Stay true to the picture I have of you. I have painted you as you are.
You yourself will know that best (and your wife knows it too).
If it’s even necessary to say this, and even though it sounds offensive: I can see straight through your worldly wisdom, and into your poetic heart.
Don’t repudiate it! Remain true to it. It’s worth it.
Don’t betray the “emigration” any more! Leave that to the bastards and the idiots.
I appeal to you once more: keep your DIGNITY!
Your old
Joseph Roth
1. 60 millions: the number of Germans at the time, and hence the number of Stefan Zweig’s potential readership.
2. Henderson: Arthur Henderson (1863–1935), leader of the British Labour Party. Foreign secretary from 1929 to 1931, Nobel Peace Prize in 1934.

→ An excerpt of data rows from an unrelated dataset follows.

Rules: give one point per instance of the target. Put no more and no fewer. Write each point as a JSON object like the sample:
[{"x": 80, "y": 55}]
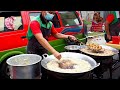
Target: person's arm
[
  {"x": 109, "y": 19},
  {"x": 35, "y": 27},
  {"x": 46, "y": 45}
]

3. Macdonald: James Ramsay Macdonald (1866–1937), co-founder of the Labour Party in 1900, prime minister in 1924 and again from 1929 to 1935.

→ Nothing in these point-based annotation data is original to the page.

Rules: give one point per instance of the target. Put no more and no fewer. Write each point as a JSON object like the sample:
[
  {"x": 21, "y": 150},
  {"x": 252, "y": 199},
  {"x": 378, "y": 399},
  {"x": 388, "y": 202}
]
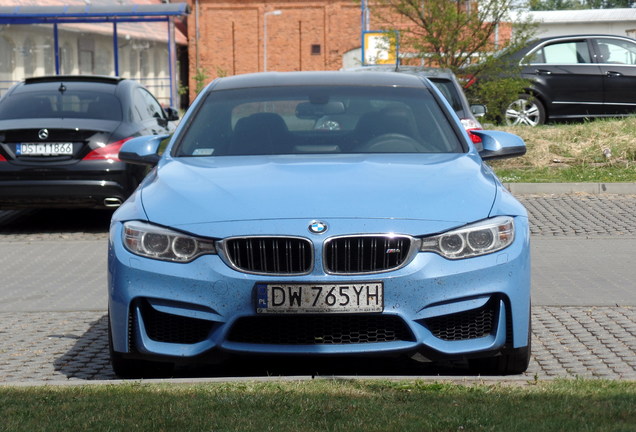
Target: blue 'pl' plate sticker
[{"x": 261, "y": 296}]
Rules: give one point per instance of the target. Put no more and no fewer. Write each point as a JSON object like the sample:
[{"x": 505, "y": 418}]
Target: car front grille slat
[
  {"x": 366, "y": 254},
  {"x": 471, "y": 324},
  {"x": 320, "y": 330},
  {"x": 164, "y": 327},
  {"x": 270, "y": 255}
]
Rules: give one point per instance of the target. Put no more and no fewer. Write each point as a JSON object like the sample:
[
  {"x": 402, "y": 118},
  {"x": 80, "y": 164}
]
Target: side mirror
[
  {"x": 143, "y": 150},
  {"x": 478, "y": 110},
  {"x": 171, "y": 114},
  {"x": 499, "y": 145}
]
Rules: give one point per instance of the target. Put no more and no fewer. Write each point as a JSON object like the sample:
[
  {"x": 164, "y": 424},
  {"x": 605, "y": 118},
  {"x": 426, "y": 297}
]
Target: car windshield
[
  {"x": 318, "y": 119},
  {"x": 54, "y": 104}
]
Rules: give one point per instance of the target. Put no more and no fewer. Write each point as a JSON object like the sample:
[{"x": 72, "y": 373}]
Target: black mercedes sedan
[
  {"x": 60, "y": 138},
  {"x": 577, "y": 76}
]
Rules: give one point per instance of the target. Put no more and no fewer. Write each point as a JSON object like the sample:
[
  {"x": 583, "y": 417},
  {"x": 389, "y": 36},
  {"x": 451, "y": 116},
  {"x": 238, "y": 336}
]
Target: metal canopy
[{"x": 55, "y": 15}]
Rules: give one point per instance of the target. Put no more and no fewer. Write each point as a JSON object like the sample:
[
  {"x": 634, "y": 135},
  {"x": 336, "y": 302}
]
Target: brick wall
[{"x": 308, "y": 35}]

4. Tagebuch: Das neue Tagebuch, weekly magazine in German, edited by Leopold Schwarzschild. It existed from July 1933 to May 1940, and was based in Paris and Amsterdam. Roth wrote many magnificent and wrenching pieces for it.

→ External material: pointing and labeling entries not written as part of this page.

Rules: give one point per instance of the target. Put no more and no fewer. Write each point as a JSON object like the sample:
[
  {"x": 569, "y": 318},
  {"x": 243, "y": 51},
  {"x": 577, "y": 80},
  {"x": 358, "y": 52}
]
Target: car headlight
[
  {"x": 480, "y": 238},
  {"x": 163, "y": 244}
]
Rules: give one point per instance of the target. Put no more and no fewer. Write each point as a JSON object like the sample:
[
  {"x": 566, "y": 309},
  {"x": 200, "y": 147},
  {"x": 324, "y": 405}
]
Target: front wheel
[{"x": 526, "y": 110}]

224. Stefan Zweig to Joseph Roth
[November 1933]
Dear friend,
forgive me for giving such a rushed reply to a letter whose human content I sense so profoundly. But I am exhausted, this affair has put me into a quite unparalleled situation—all brought about by the remissness of friends, the complete silence on the part of my publishers, by my own change of address (which probably no one will believe). I have communicated the enclosed explanation to the world press via the Jewish Telegrafic Agency (you can show it to anyone not yet familiar with it), and set other necessary steps in train. I have still no idea of the legal position, even a year ago my work was a vast object of speculation for the Insel, i
ts standing today is impossible for me to ascertain, I must consult an expert (Swiss or Dutch) as to how to conduct the affair, in the event that—and this is why I exercised self-restraint—it is not amicably resolved. You, you young people, who have been involved with the German publishing scene for no more than 3–5 years, and are able to move with your houses, you can have no idea of the fact that Thomas Mann and I are involved in ties that cannot be undone overnight (for instance, Fischer demands 200,000 marks for the release of Wassermann’s rights), this just so that you get some idea of how things look after thirty years of ties to the damned material world. Not that I am out for money, I shit on it, but I must clarify the situation (do you happen to know, by the way, some expert from whom I could get advice, and who might ultimately represent me, not a Jew, nor a German?); I don’t think it will prove necessary, because things are moving my way through the planned Zwangsschriftstellergesetz,1 and then I would have the advantage that I wouldn’t have to negotiate my freedom, but would be offered it on a plate. Please don’t think I’m such a fool or weakling as to seek to be “tolerated” in Germany, or be boycotted silently instead of openly: what I am concerned about is getting control of my own work again and not (my nerves wouldn’t be up to it) having to go to court over it. But it couldn’t be done violently, the way you imagine it. Why won’t you give someone you’ve known for many years a few weeks’ grace, and not shout “Treason!” right away where you don’t understand something (as with Thomas Mann too, a highly principled man, who as an Aryan has no need to share the fate of Jews). You can’t rub out the seventy million Germans with your outcry, and I’m afraid the Jews abroad are in for more disappointment, it’s quite possible that a pact may be concluded over their heads, diplomacy is capable of any sort of dastardliness, and politics of the wildest leaps, we will have to bear a lot of disappointment in the time to come: how crazy to rage against each other now! If only the meeting I suggested had come about, then our joint position would have had enormous strength, whereas today, to the glee of the Nazis, we are tearing strips off one another.